Vulnerability Name | CVE ID | Product Affected | Impact | CVSS Score |
Unauthenticated Remote Code Execution in Windows LDAP | CVE-2024-49112 | Windows | Critical | 9.8 |
Remote Code Execution in Windows Hyper-V | CVE-2024-49117 | Windows | High | 8.8 |
Remote Code Execution via Use-After-Free in Remote Desktop Services | CVE-2024-49132 | Windows | High | 8.1 |
Windows Common Log File System Driver Elevation of Privilege Vulnerability | CVE-2024-49138 | Windows | High | 7.8 |
Technical Summary
CVE ID | System Affected | Vulnerability Details | Impact |
CVE-2024-49112 | Microsoft Windows Lightweight Directory Access Protocol (LDAP) | This vulnerability allows attackers to execute arbitrary code at the LDAP service level by sending specially crafted LDAP calls to a Windows Domain Controller. While Microsoft recommends disconnecting Domain Controllers from the Internet as a mitigation, applying the patch is the best course of action. | Remote Code Execution |
CVE-2024-49117 | Microsoft Windows Hyper-V | This vulnerability can be exploited by an authenticated attacker to execute code on the host operating system from a guest virtual machine. Cross-VM attacks are also possible. Although the attacker must have basic authentication, the vulnerability poses significant risks to virtualized environments. | Remote Code Execution |
CVE-2024-49132 | Microsoft Windows Remote Desktop Services | An attacker can exploit a use-after-free memory condition in Remote Desktop Gateway, allowing RCE. Exploitation requires precise timing, which makes this an advanced attack. Successful exploitation grants attackers control over the affected system. | Allows an attacker to execute remote code on systems using Remote Desktop Gateway |
CVE-2024-49138 | Windows Common Log File System Driver | This critical security flaw affects the Windows Common Log File System Driver and is classified as an Elevation of Privilege vulnerability. | It allows attackers to gain SYSTEM privileges on Windows devices, potentially giving them full control over the affected system. |
Additional Critical Patches Address High-Severity Vulnerabilities
- These are the eight other critical vulnerabilities that are rated 8.1 on the CVSS scale in Remote Desktop Services (CVE-2024-49116, CVE-2024-49108, CVE-2024-49106, CVE-2024-49115, CVE-2024-49128, CVE-2024-49123, CVE-2024-49120, CVE-2024-49119).

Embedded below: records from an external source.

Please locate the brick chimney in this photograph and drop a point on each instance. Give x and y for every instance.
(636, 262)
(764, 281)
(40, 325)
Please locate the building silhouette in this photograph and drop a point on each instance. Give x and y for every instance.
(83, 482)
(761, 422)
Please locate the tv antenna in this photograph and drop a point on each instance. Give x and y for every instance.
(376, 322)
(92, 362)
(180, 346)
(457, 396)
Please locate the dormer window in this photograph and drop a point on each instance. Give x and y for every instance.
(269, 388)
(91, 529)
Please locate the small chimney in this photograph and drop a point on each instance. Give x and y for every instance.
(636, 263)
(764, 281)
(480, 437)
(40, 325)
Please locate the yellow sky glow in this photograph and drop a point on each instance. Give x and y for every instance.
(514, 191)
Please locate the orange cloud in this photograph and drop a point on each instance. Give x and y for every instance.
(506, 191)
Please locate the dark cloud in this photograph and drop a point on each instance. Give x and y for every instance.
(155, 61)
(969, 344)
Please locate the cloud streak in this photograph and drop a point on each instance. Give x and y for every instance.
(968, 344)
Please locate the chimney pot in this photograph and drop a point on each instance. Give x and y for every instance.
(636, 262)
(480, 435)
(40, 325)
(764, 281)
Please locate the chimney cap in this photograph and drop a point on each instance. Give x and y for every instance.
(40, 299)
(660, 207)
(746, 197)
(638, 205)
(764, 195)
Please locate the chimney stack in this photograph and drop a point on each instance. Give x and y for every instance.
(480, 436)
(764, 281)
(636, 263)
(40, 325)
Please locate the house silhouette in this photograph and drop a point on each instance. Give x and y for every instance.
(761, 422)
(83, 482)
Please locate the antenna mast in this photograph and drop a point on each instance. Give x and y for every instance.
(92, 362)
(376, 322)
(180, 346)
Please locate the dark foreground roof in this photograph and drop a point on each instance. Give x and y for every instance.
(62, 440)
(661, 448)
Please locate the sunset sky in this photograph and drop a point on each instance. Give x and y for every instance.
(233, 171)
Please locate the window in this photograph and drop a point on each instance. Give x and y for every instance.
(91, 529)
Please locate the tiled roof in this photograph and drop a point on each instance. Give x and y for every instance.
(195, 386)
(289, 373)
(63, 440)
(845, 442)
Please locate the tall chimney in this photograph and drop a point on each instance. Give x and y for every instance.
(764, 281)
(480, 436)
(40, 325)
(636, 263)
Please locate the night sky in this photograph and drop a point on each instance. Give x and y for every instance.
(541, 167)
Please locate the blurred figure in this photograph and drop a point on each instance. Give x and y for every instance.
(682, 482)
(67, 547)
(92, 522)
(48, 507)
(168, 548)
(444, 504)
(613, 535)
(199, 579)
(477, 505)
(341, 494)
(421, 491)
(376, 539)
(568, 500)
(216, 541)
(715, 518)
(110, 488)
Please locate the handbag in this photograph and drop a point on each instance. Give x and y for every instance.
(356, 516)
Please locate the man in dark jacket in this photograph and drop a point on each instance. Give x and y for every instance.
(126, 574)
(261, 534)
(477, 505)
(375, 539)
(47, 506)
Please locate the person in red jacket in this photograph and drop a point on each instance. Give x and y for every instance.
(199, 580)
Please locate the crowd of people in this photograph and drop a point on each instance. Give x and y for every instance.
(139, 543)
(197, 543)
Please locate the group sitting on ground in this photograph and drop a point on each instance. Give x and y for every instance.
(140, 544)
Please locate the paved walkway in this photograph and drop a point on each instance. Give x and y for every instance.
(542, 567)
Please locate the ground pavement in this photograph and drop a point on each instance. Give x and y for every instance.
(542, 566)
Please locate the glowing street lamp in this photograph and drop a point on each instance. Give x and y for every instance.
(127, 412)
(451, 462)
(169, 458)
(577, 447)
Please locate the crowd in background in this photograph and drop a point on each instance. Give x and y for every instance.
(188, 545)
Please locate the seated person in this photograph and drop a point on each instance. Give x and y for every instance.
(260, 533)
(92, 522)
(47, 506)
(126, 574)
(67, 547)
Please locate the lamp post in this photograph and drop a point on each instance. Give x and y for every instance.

- Windows Mobile Broadband Driver Elevation of Privilege Vulnerability (CVE-2024-49077).
- Windows Mobile Broadband Driver Elevation of Privilege Vulnerability (CVE-2024-49132).
Remediation
- Ensure all December 2024 Patch Tuesday updates are applied promptly.
- Implement a routine patch management process to regularly check for and apply the latest Microsoft security updates and patches for all affected products.
- Create and test an incident response plan with defined communication channels and responsibilities to ensure readiness for any security breaches.